{Reference Type}: Journal Article {Title}: Outcomes of continuous renal replacement therapy versus peritoneal dialysis as a renal replacement therapy modality in patients undergoing Venoarterial extracorporeal membrane oxygenation. {Author}: Thanapongsatorn P;Wanichwecharungruang N;Srisawat N; {Journal}: J Crit Care {Volume}: 84 {Issue}: 0 {Year}: 2024 Aug 7 {Factor}: 4.298 {DOI}: 10.1016/j.jcrc.2024.154895 {Abstract}: BACKGROUND: The optimal modality for renal replacement therapy (RRT) in patients venoarterial extracorporeal membrane oxygenation (VA-ECMO) remains unclear. This study aimed to compare outcomes between continuous renal replacement therapy (CRRT) and peritoneal dialysis (PD) in VA-ECMO patients.
METHODS: This single-center retrospective study included VA-ECMO patients who developed AKI and subsequently required CRRT or PD. Data on patient demographics, comorbidities, clinical characteristics, RRT modality, and outcomes were collected. The primary outcome was in-hospital mortality, with secondary outcomes including length of stays, RRT durations, and complications associated with RRT.

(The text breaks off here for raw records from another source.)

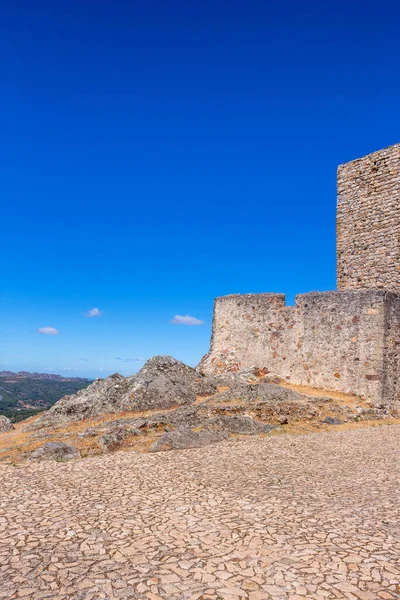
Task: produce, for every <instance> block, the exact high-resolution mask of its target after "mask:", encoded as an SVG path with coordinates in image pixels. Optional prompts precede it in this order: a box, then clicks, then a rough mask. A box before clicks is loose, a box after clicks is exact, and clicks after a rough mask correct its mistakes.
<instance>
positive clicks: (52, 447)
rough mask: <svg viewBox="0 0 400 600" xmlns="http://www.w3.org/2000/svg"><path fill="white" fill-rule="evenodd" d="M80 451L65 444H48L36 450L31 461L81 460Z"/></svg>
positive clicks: (30, 458)
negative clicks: (42, 460) (50, 460)
mask: <svg viewBox="0 0 400 600" xmlns="http://www.w3.org/2000/svg"><path fill="white" fill-rule="evenodd" d="M80 456H81V455H80V453H79V451H78V450H77V449H76V448H75V447H74V446H70V445H68V444H65V443H64V442H47V444H44V446H41V447H40V448H38V449H37V450H34V451H33V452H32V453H31V455H30V457H29V460H58V461H66V460H72V459H74V458H80Z"/></svg>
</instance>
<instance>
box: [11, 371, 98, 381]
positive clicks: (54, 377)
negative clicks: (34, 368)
mask: <svg viewBox="0 0 400 600" xmlns="http://www.w3.org/2000/svg"><path fill="white" fill-rule="evenodd" d="M0 377H9V378H10V379H41V380H43V379H46V380H50V381H89V379H85V378H84V377H62V375H55V374H53V373H30V372H29V371H18V373H14V372H13V371H0Z"/></svg>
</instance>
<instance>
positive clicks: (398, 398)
mask: <svg viewBox="0 0 400 600" xmlns="http://www.w3.org/2000/svg"><path fill="white" fill-rule="evenodd" d="M384 353H385V356H384V368H385V372H384V375H385V377H384V381H383V385H384V389H383V396H384V397H385V398H389V399H390V398H393V401H394V402H395V401H396V398H397V400H398V401H400V295H398V294H387V311H386V323H385V340H384Z"/></svg>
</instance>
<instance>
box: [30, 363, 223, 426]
mask: <svg viewBox="0 0 400 600" xmlns="http://www.w3.org/2000/svg"><path fill="white" fill-rule="evenodd" d="M216 391H217V386H216V383H215V382H214V379H213V377H206V376H205V375H202V374H200V373H198V372H197V371H196V370H195V369H192V368H191V367H188V366H187V365H185V364H183V363H182V362H180V361H178V360H175V359H174V358H172V357H170V356H155V357H153V358H151V359H150V360H148V361H147V362H146V364H145V365H144V366H143V368H142V369H141V370H140V371H139V373H137V374H136V375H132V376H131V377H126V378H125V377H122V375H118V374H114V375H111V376H110V377H107V379H96V380H95V381H94V382H93V383H92V384H91V385H90V386H88V387H87V388H85V389H84V390H82V391H80V392H78V393H77V394H74V395H72V396H64V398H62V399H61V400H59V401H58V402H57V403H56V404H55V405H54V406H52V407H51V408H50V409H49V410H48V411H47V412H45V413H43V414H42V415H41V416H40V417H39V418H38V419H36V420H35V421H34V422H33V423H31V424H29V425H28V426H27V427H26V430H27V431H33V430H36V429H40V428H42V427H59V426H62V425H64V424H66V423H68V422H70V421H77V420H84V419H93V418H95V417H98V416H99V415H102V414H107V413H119V412H124V411H145V410H152V409H161V410H164V409H168V408H172V407H174V406H180V405H189V404H192V403H194V402H195V401H196V398H197V397H198V396H206V395H211V394H214V393H215V392H216Z"/></svg>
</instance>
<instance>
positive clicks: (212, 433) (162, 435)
mask: <svg viewBox="0 0 400 600" xmlns="http://www.w3.org/2000/svg"><path fill="white" fill-rule="evenodd" d="M227 437H228V433H226V432H224V431H212V430H209V429H203V430H201V431H193V430H192V429H190V427H178V428H177V429H174V430H173V431H168V432H167V433H164V434H163V435H162V436H161V437H160V438H158V440H156V441H155V442H154V443H153V444H152V445H151V446H150V448H149V452H164V451H166V450H183V449H185V448H201V447H202V446H208V444H215V443H216V442H222V440H225V439H226V438H227Z"/></svg>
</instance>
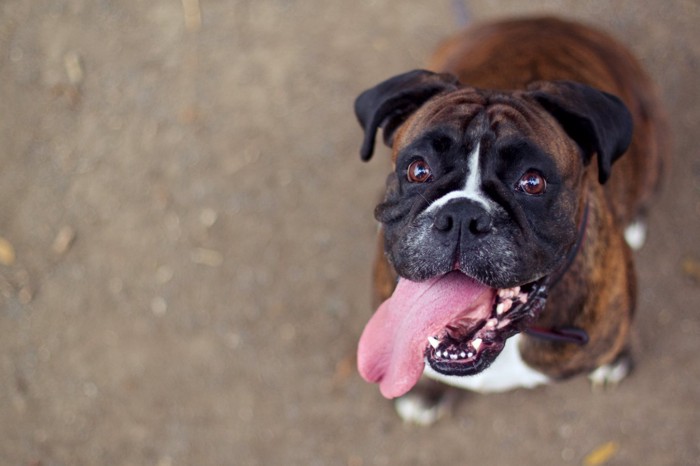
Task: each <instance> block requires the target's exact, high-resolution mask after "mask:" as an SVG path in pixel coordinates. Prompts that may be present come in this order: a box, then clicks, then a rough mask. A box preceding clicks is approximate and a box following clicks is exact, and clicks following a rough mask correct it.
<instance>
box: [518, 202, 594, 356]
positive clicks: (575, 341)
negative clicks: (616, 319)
mask: <svg viewBox="0 0 700 466" xmlns="http://www.w3.org/2000/svg"><path fill="white" fill-rule="evenodd" d="M587 226H588V202H586V206H585V207H584V209H583V219H581V226H580V227H579V230H578V236H577V238H576V243H574V247H573V248H571V250H570V251H569V254H567V256H566V261H565V262H564V264H563V267H562V268H561V270H560V271H559V272H558V273H557V274H556V275H555V276H554V278H552V279H550V280H548V281H549V283H548V284H547V287H548V288H553V287H554V286H555V285H556V284H557V283H559V281H560V280H561V279H562V277H563V276H564V274H565V273H566V272H567V271H568V270H569V268H570V267H571V264H573V263H574V260H575V259H576V256H577V255H578V253H579V251H580V250H581V245H582V244H583V242H584V241H585V238H586V227H587ZM550 277H551V276H550ZM525 333H527V334H528V335H530V336H532V337H535V338H539V339H542V340H546V341H553V342H559V343H574V344H577V345H585V344H586V343H588V333H586V331H585V330H583V329H582V328H578V327H568V326H566V327H552V328H544V327H529V328H527V329H526V330H525Z"/></svg>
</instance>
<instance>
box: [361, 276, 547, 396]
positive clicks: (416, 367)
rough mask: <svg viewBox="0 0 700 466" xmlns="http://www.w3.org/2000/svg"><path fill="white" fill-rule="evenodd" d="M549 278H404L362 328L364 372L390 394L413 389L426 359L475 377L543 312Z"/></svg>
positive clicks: (451, 372) (436, 369) (418, 377)
mask: <svg viewBox="0 0 700 466" xmlns="http://www.w3.org/2000/svg"><path fill="white" fill-rule="evenodd" d="M547 283H548V281H547V277H544V278H541V279H538V280H536V281H534V282H531V283H527V284H524V285H521V286H518V287H513V288H507V289H496V288H491V287H489V286H486V285H484V284H482V283H479V282H477V281H476V280H474V279H472V278H470V277H468V276H467V275H465V274H463V273H462V272H459V271H453V272H450V273H447V274H445V275H442V276H439V277H435V278H433V279H430V280H426V281H424V282H412V281H409V280H406V279H400V280H399V283H398V285H397V286H396V289H395V290H394V294H393V295H392V296H391V297H390V298H389V299H388V300H386V301H385V302H384V303H383V304H382V305H381V306H380V307H379V309H377V311H376V312H375V313H374V315H373V316H372V319H371V320H370V321H369V322H368V324H367V326H366V327H365V330H364V332H363V333H362V337H361V338H360V343H359V347H358V353H357V355H358V369H359V371H360V374H361V375H362V377H363V378H364V379H365V380H367V381H369V382H376V383H379V388H380V391H381V392H382V394H383V395H384V396H386V397H387V398H394V397H397V396H401V395H403V394H405V393H406V392H408V391H409V390H410V389H411V388H412V387H413V386H414V385H415V384H416V383H417V382H418V379H420V377H421V375H422V374H423V371H424V369H425V365H426V363H427V364H429V365H430V367H431V368H432V369H433V370H435V371H436V372H438V373H441V374H445V375H451V376H455V375H456V376H467V375H472V374H476V373H478V372H480V371H482V370H484V369H486V368H487V367H488V366H489V365H490V364H491V363H492V362H493V360H494V359H495V358H496V356H498V354H499V353H500V352H501V350H502V349H503V347H504V345H505V342H506V340H507V339H508V338H509V337H510V336H512V335H514V334H516V333H518V332H520V331H522V330H524V329H525V328H526V327H527V326H528V325H529V324H530V323H531V322H532V321H533V320H534V319H535V318H536V317H537V316H538V314H539V312H540V311H541V310H542V309H543V308H544V304H545V301H546V295H547Z"/></svg>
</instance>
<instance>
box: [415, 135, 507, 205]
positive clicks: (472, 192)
mask: <svg viewBox="0 0 700 466" xmlns="http://www.w3.org/2000/svg"><path fill="white" fill-rule="evenodd" d="M480 147H481V144H477V145H476V147H475V148H474V150H473V151H472V152H471V154H469V156H468V162H469V165H468V173H467V180H466V182H465V183H464V187H463V188H462V189H459V190H455V191H452V192H449V193H447V194H445V195H444V196H442V197H441V198H439V199H437V200H436V201H434V202H433V203H432V204H430V206H428V208H427V209H426V210H425V213H430V212H432V211H435V210H437V209H439V208H441V207H442V206H444V205H445V204H447V203H448V202H450V201H451V200H453V199H470V200H472V201H474V202H477V203H479V204H481V205H482V206H483V207H484V209H485V210H486V211H487V212H490V211H491V210H492V208H493V203H492V201H491V200H490V199H489V198H488V197H486V196H485V195H484V193H483V191H482V190H481V172H480V171H479V157H480V154H479V149H480Z"/></svg>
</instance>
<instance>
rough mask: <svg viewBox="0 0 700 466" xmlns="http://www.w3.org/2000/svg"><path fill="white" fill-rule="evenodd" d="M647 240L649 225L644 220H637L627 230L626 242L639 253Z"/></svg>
mask: <svg viewBox="0 0 700 466" xmlns="http://www.w3.org/2000/svg"><path fill="white" fill-rule="evenodd" d="M646 240H647V224H646V222H644V221H642V220H636V221H634V222H632V223H630V224H629V225H628V226H627V228H625V241H627V244H628V245H629V246H630V247H631V248H632V249H634V250H635V251H639V250H640V249H641V248H642V246H644V243H645V242H646Z"/></svg>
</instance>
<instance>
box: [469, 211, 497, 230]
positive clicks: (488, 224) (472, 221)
mask: <svg viewBox="0 0 700 466" xmlns="http://www.w3.org/2000/svg"><path fill="white" fill-rule="evenodd" d="M491 226H492V222H491V217H490V216H489V215H486V214H481V215H477V216H476V217H474V218H473V219H472V220H471V222H469V231H471V232H472V233H473V234H484V233H488V232H489V231H491Z"/></svg>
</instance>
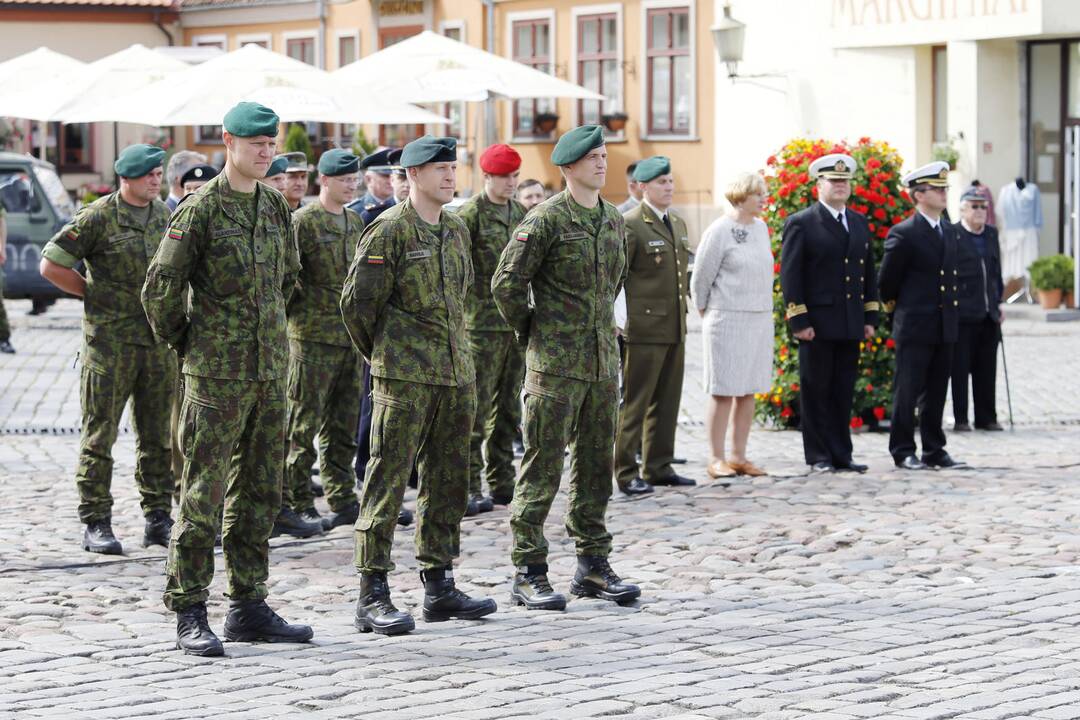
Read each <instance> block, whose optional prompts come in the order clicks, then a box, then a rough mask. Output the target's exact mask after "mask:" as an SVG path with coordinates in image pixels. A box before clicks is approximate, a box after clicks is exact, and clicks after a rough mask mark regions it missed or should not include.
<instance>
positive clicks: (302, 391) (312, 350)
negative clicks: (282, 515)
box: [282, 149, 363, 529]
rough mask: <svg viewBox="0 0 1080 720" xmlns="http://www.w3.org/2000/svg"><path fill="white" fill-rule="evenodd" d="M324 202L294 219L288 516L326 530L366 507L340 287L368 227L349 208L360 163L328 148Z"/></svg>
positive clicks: (291, 305) (289, 308) (357, 415)
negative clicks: (356, 434) (297, 271)
mask: <svg viewBox="0 0 1080 720" xmlns="http://www.w3.org/2000/svg"><path fill="white" fill-rule="evenodd" d="M319 184H320V188H321V189H320V192H319V201H318V202H314V203H311V204H309V205H305V206H303V207H301V208H300V209H298V210H296V212H295V213H294V214H293V232H294V233H295V235H296V245H297V247H298V248H299V252H300V268H301V269H300V279H299V282H298V283H297V286H296V291H295V293H294V294H293V299H292V300H291V301H289V303H288V310H287V314H288V343H289V359H288V432H287V436H288V456H287V457H286V459H285V485H284V489H283V493H282V495H283V498H282V501H283V512H284V511H285V510H287V508H292V511H289V512H293V513H294V514H295V513H298V514H299V515H300V519H301V520H305V521H307V522H311V524H318V526H319V527H320V528H322V527H325V528H326V529H329V528H336V527H338V526H342V525H350V526H351V525H353V524H354V522H355V521H356V517H357V516H359V514H360V504H359V503H357V502H356V494H355V492H354V491H353V487H354V485H355V483H354V480H353V474H352V459H353V457H354V456H355V454H356V436H355V430H356V421H357V418H359V417H360V392H361V391H360V384H361V359H360V354H359V353H357V352H356V351H355V350H354V349H353V347H352V342H351V341H350V340H349V334H348V332H347V331H346V328H345V324H343V323H342V322H341V309H340V305H339V303H340V300H341V286H342V285H343V284H345V277H346V273H347V272H348V270H349V264H350V263H351V262H352V258H353V254H354V253H355V249H356V244H357V243H359V242H360V233H361V230H362V229H363V223H362V222H361V220H360V216H359V215H356V214H355V213H353V212H352V210H350V209H348V208H346V207H345V205H346V203H348V202H350V201H351V200H352V196H353V195H354V194H355V193H356V187H357V185H359V184H360V159H359V158H356V155H354V154H352V153H351V152H349V151H347V150H339V149H334V150H327V151H326V152H324V153H323V155H322V158H320V159H319ZM316 435H318V436H319V448H320V451H319V461H320V471H319V475H320V477H322V479H323V487H324V488H325V489H326V501H327V502H328V503H329V506H330V511H332V512H330V515H329V517H327V518H325V522H324V521H323V520H324V518H322V517H321V516H320V515H319V513H318V512H316V511H315V507H314V495H313V493H312V492H311V464H312V463H313V462H314V460H315V452H314V449H313V448H312V440H313V439H314V438H315V436H316Z"/></svg>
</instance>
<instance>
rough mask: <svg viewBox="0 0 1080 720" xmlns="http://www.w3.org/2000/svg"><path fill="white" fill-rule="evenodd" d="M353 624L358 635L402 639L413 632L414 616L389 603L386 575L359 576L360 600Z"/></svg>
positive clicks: (388, 597)
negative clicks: (406, 634) (399, 637)
mask: <svg viewBox="0 0 1080 720" xmlns="http://www.w3.org/2000/svg"><path fill="white" fill-rule="evenodd" d="M352 624H353V625H354V626H355V627H356V629H357V630H360V631H361V633H377V634H379V635H404V634H405V633H411V631H413V630H414V629H416V621H414V620H413V615H410V614H408V613H407V612H404V611H402V610H399V609H397V608H395V607H394V603H393V602H391V601H390V585H388V584H387V573H384V572H376V573H372V574H364V575H361V576H360V599H357V600H356V615H355V617H353V621H352Z"/></svg>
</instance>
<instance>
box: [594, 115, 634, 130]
mask: <svg viewBox="0 0 1080 720" xmlns="http://www.w3.org/2000/svg"><path fill="white" fill-rule="evenodd" d="M629 118H630V116H627V114H626V113H625V112H609V113H607V114H603V116H600V123H603V124H604V126H605V127H607V128H608V131H609V132H611V133H619V132H622V128H623V127H625V126H626V120H627V119H629Z"/></svg>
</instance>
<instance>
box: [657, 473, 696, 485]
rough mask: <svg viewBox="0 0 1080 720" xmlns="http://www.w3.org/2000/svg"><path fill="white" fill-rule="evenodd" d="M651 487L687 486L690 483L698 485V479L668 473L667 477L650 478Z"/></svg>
mask: <svg viewBox="0 0 1080 720" xmlns="http://www.w3.org/2000/svg"><path fill="white" fill-rule="evenodd" d="M651 485H652V487H658V486H660V487H676V486H679V487H689V486H691V485H698V481H697V480H694V479H691V478H689V477H683V476H681V475H670V476H669V477H661V478H660V479H659V480H652V483H651Z"/></svg>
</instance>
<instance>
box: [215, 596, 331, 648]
mask: <svg viewBox="0 0 1080 720" xmlns="http://www.w3.org/2000/svg"><path fill="white" fill-rule="evenodd" d="M313 636H314V631H313V630H312V629H311V626H310V625H291V624H288V623H286V622H285V621H284V620H282V617H281V615H279V614H278V613H275V612H274V611H273V610H271V609H270V606H268V604H267V603H266V600H233V601H232V602H230V603H229V614H227V615H226V616H225V639H226V640H230V641H233V642H237V641H240V642H307V641H308V640H310V639H311V638H312V637H313Z"/></svg>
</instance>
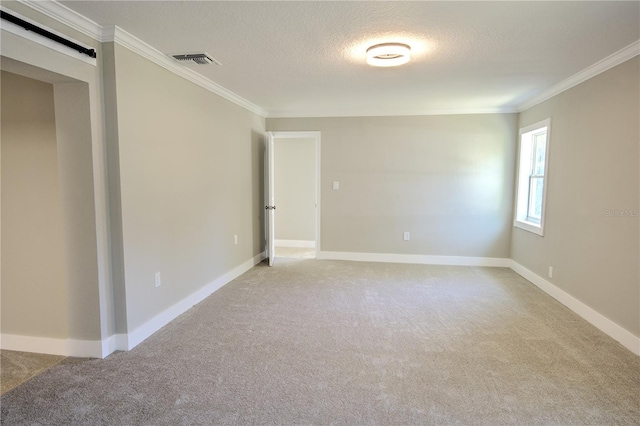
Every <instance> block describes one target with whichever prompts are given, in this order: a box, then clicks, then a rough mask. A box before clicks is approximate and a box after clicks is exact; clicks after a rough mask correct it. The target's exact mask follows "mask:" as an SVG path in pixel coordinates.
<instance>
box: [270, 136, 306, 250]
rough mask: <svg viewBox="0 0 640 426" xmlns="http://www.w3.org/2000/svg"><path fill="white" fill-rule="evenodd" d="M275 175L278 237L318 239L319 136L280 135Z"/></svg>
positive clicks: (276, 224) (276, 140)
mask: <svg viewBox="0 0 640 426" xmlns="http://www.w3.org/2000/svg"><path fill="white" fill-rule="evenodd" d="M274 174H275V176H274V179H275V199H276V206H277V209H276V224H275V232H276V239H278V240H303V241H315V239H316V222H315V214H316V146H315V139H295V138H286V139H283V138H276V139H275V173H274Z"/></svg>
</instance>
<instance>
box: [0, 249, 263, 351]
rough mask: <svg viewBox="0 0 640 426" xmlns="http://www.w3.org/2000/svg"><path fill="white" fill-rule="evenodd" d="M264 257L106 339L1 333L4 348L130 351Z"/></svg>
mask: <svg viewBox="0 0 640 426" xmlns="http://www.w3.org/2000/svg"><path fill="white" fill-rule="evenodd" d="M264 259H265V253H264V252H262V253H260V254H259V255H257V256H255V257H253V258H252V259H250V260H248V261H246V262H244V263H243V264H241V265H239V266H238V267H236V268H234V269H233V270H231V271H229V272H227V273H226V274H224V275H222V276H220V277H219V278H217V279H216V280H214V281H213V282H211V283H209V284H207V285H206V286H205V287H203V288H201V289H200V290H198V291H196V292H195V293H193V294H191V295H190V296H187V297H186V298H184V299H183V300H181V301H180V302H178V303H176V304H175V305H173V306H171V307H170V308H168V309H166V310H165V311H163V312H161V313H160V314H158V315H156V316H155V317H153V318H152V319H151V320H150V321H148V322H147V323H145V324H143V325H142V326H140V327H138V328H137V329H135V330H134V331H133V332H131V333H128V334H114V335H112V336H109V337H107V338H105V339H103V340H76V339H54V338H49V337H32V336H20V335H14V334H0V348H1V349H7V350H11V351H21V352H35V353H42V354H51V355H62V356H74V357H81V358H106V357H107V356H109V355H110V354H112V353H113V352H115V351H116V350H123V351H128V350H130V349H133V348H134V347H136V346H137V345H138V344H140V343H141V342H142V341H143V340H145V339H146V338H147V337H149V336H151V335H152V334H153V333H155V332H156V331H158V330H159V329H161V328H162V327H164V326H165V325H167V324H168V323H169V322H171V321H172V320H174V319H175V318H176V317H178V316H179V315H181V314H183V313H184V312H186V311H187V310H189V309H190V308H191V307H192V306H193V305H196V304H198V303H200V302H201V301H202V300H204V299H205V298H207V297H208V296H209V295H211V293H213V292H214V291H216V290H218V289H219V288H220V287H222V286H224V285H225V284H227V283H229V282H230V281H232V280H233V279H235V278H237V277H239V276H240V275H242V274H244V273H245V272H246V271H248V270H249V269H251V268H252V267H254V266H255V265H257V264H258V263H260V262H262V261H263V260H264Z"/></svg>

RESULTS: A total of 43 patients were included (72.1% male, mean age 58.2 ± 15.7 years). Of these, 21 received CRRT and 22 received PD during ECMO therapy. In-hospital mortality rates did not significantly differ between CRRT and PD groups (80.9% vs 90.9%, p = 0.35). However, PD was associated with a higher incidence of catheter-related complications, including malposition (31.8% vs 4.7%, p = 0.046), infection (22.7% vs 4.7%, p = 0.19), and bleeding (18.2% vs 9.5%, p = 0.66), respectively.
CONCLUSIONS: Among patients receiving VA-ECMO-supported RRT, our study revealed comparable in-hospital mortality rates between CRRT and PD, although PD was associated with a higher incidence of catheter-related complications.